Disk Imaging Problems

Disk imaging is not a trivial task. Degraded drives and drives whose physical defects have been repaired often yield a high read error rate, or read instability. Read instability means that multiple readings of the same data tend to yield different results each time. Read instability differs from cases where data originally written in error is read consistently each time, or where a physical scratch makes an entire part of the disk unreadable no matter how many read attempts are made.

What Causes Read Instability?

Repaired drives may have high read instability for a number of reasons. Donor parts, while nominally identical to the original failed parts, differ slightly due to tolerances in the manufacturing process. The majority of modern hard disk drives are individually tested at the factory and have optimized adaptive parameters burned into the read-only memory. If one or more parts are later replaced, the adaptive parameters are no longer optimized to the new configuration. Because modern drives are fine-tuned to obtain maximum performance and capacity, even small deviations from optimum can introduce a high rate of read errors.

In drives that have not been repaired, physical degradation due to normal use also means that adaptive parameters are no longer optimum, thus leading to read instability. For example, wear in the actuator bearings causes slight deviations in the distance the arm moves across the platter. As a result, the current that was once required to move the actuator to a certain track is no longer sufficient to move the arm precisely. Read errors can also be caused by dust infiltration into the disk drive over the course of its life, which may make the read process electronically noisy.

The important point is that failed drives tend to have read instability no matter what the reason for failure.

For the purposes of imaging a disk, read instability is not a major obstacle in principle, since each sector can be read several times and statistical methods can be applied to obtain the most likely correct value for each byte.

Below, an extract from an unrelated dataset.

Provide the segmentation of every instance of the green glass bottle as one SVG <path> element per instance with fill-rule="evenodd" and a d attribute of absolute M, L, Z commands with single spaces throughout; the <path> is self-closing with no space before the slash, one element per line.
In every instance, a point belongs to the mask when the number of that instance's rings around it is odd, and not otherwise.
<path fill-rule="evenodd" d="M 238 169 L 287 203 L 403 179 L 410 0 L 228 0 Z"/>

However, because of the way that the basic input/output system (BIOS), operating system (OS), and drive firmware behave, it is impossible to obtain data during drive read instability without specialized hardware and software.

Why System Software Can’t Handle Read Instability

System software consists of a computer’s BIOS and OS. The primary reason that computers can’t handle read instability without specialized tools is that the system software reads each disk sector presuming that the sector is not corrupted—that is, that the data is read-stable. A sector on a disk typically consists of a header, 512 bytes of data, and error correction code (ECC) bytes (Figure 1). Other bytes are present to facilitate read/write synchronization.

For simplicity, the ECC bytes can be thought of as a checksum to validate data integrity. Most current hard disk drives are Advanced Technology Attachment (ATA) compliant devices. The system software reads the drive sector-by-sector, using the standard ATA read sector command. If a sector has a wrong ECC checksum, it returns no data, just an error, despite the fact that most of the bytes in the sector are likely correct and all are actually readable, even if some of the data is corrupt. The system software is unable to access data byte-by-byte, using other ATA read commands that read data regardless of ECC status.

 Example of Sector Format.

The system software reads drives in this way because the mandate of computer architecture is to create a reliable, stable machine that runs at the highest possible speed. The system software cannot allow errors to be propagated from the hard drive to the computer’s random access memory (RAM). These errors might be part of an executable file that would then cause the computer to stop responding. Thus, system software has a low tolerance for read instability and assumes that the drive is working correctly without delving into drive errors except to flag whole sectors as bad and to avoid reading them.

Also, in many cases the system software is unable to handle drive errors, a situation that may cause the system to stop responding.

Using the system software to read a drive is also time-consuming and involves intense drive processing, leading to further wear. This wear increases the likelihood of further disk degradation during the imaging process. See “Processing All Bytes in Sectors with Errors ” for more information on how disk imaging is by its nature very demanding on the drive, involving multiple reads on the entire disk and modifying its firmware data. Since progressive disk degradation is common (that is, read instability increases with use), it is desirable to reduce the
demands on the drive.

Thus, even a relatively low level of read instability, which is common for drives in recovery, can lead to the computer not being able to read the drive at all, despite the fact that the drive is still readable by other means.